A series of screenshots showing a readiness dashboard for a contingency response squadron, with various alert statuses, user interactions, and profile updates on a dark background.
A person in military uniform working on a laptop with a social media page open, sitting at a desk with a monitor, mouse, and keyboard.
Military personnel in uniform sitting at a U-shaped conference table in a meeting room, with some taking notes and others listening.

Readiness Dashboard

Challenge

The 521st Contingency Readiness Squadron needed a more efficient and centralized solution for tracking and managing unit readiness. The existing process was fragmented across multiple outdated systems, leading to delays, data inconsistency, and a lack of real-time visibility for users at every level—from individual Airmen to Commanders. System latency, unintuitive interfaces, and scattered data made even routine readiness tasks cumbersome and time-consuming.

Approach

Discovery & Research

I conducted a two-day, on-site discovery session at McGuire Air Force Base with members of the 621st Contingency Response Squadron. Our user groups included Airmen, Supervisors, and Commanders—each with distinct workflows, priorities, and levels of access. I employed a combination of:

  • Contextual Inquiry to observe users performing real tasks in their native environments

  • Focus Groups to gather collective insights across roles and rank

  • Cognitive Walkthroughs to uncover mental models, friction points, and interface confusion

Through this immersive research, I uncovered common themes: difficulty accessing critical data, the burden of switching between multiple systems, and the absence of intelligent defaults that could streamline task completion. One commander summed it up best:

"We’ve got so much great data out there that’s not filtered and not accessible like it could be."

Synthesis & Ideation

Post-trip, I synthesized our findings into empathy maps and role-specific personas that captured goals, behaviors, and pain points.
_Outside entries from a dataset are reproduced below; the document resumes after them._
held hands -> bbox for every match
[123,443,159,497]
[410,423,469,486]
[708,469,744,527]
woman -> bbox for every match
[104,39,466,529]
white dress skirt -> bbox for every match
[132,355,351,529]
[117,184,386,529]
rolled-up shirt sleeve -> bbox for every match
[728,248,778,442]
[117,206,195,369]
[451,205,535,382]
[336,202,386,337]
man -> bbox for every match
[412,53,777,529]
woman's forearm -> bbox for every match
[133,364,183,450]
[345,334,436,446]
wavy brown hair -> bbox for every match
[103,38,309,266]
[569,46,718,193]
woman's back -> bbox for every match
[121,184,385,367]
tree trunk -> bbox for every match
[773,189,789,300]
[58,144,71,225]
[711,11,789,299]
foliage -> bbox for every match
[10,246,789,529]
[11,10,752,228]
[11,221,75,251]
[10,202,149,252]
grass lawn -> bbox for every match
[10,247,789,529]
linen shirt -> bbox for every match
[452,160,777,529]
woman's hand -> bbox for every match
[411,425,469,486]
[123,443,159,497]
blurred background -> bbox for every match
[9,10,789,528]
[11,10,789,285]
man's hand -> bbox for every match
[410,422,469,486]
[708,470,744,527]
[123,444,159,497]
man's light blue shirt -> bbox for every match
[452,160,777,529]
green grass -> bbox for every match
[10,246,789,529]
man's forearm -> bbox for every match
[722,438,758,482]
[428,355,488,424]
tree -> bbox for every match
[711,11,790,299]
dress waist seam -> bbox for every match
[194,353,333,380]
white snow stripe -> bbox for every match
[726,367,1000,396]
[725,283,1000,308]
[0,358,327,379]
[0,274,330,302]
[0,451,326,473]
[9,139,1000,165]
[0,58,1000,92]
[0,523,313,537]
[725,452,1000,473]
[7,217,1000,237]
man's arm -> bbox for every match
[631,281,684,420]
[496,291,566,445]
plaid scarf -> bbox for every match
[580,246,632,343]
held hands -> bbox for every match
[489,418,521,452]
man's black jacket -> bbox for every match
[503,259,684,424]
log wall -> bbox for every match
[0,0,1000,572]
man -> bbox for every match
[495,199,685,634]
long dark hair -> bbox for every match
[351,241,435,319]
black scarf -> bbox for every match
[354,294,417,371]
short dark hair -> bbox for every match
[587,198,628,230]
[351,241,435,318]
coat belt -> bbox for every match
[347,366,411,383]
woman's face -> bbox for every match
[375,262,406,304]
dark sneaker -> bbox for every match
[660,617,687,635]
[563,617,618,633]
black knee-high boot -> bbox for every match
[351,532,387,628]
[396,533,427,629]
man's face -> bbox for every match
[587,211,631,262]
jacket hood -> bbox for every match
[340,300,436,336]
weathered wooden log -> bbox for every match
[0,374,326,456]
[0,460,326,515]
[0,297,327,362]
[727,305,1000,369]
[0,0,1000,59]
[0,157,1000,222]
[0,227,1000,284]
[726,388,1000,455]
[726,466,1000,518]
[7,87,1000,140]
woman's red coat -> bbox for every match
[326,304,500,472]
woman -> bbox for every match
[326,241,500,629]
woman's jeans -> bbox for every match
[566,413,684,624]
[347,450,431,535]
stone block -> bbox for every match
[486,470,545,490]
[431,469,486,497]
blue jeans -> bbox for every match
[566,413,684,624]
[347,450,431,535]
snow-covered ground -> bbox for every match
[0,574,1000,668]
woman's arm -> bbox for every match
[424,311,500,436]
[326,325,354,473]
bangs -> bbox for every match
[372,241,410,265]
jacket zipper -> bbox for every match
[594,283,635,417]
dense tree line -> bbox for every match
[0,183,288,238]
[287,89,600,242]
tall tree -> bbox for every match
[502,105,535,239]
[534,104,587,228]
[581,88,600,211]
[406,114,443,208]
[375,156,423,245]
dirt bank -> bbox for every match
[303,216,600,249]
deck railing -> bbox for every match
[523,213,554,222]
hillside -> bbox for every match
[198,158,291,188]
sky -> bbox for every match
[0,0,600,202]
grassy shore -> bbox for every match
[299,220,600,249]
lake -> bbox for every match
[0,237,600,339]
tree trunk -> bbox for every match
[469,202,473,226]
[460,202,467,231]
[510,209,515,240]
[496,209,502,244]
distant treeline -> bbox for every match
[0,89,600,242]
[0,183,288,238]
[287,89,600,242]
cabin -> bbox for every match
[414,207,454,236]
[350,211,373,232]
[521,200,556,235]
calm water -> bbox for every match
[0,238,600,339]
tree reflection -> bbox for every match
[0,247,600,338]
These artifacts shaped our design strategy, ensuring the solution would serve users across the command hierarchy.

Design

Using our research insights, I created the initial wireframes and user flows. Key design elements included:

  • Geo-based icons to support quick spatial navigation

  • Progress bars to visualize readiness status at both individual and squadron levels

  • Task lists with alerting to highlight overdue or high-priority actions

  • Unified interface allowing users to both check and update readiness from a single system

This eliminated the need for users to bounce between platforms, significantly simplifying the workflow.

User Testing & Iteration

I conducted remote usability testing with stakeholders using a coded demo developed by our engineering team. During testing, I identified a critical missing feature: users wanted to compare dashboard states over time or across units. Based on this feedback, I iterated on the design to include dashboard comparison functionality, enabling strategic analysis for higher-level users.

Results

While the Readiness Dashboard is currently awaiting back-end data access for full deployment, its estimated impact is substantial: a projected savings of over 5,200 man-hours per wing annually.

The dashboard represents a major step forward in operational efficiency, usability, and data accessibility—bridging the gap between readiness data and decision-making across multiple user levels in a mission-critical environment.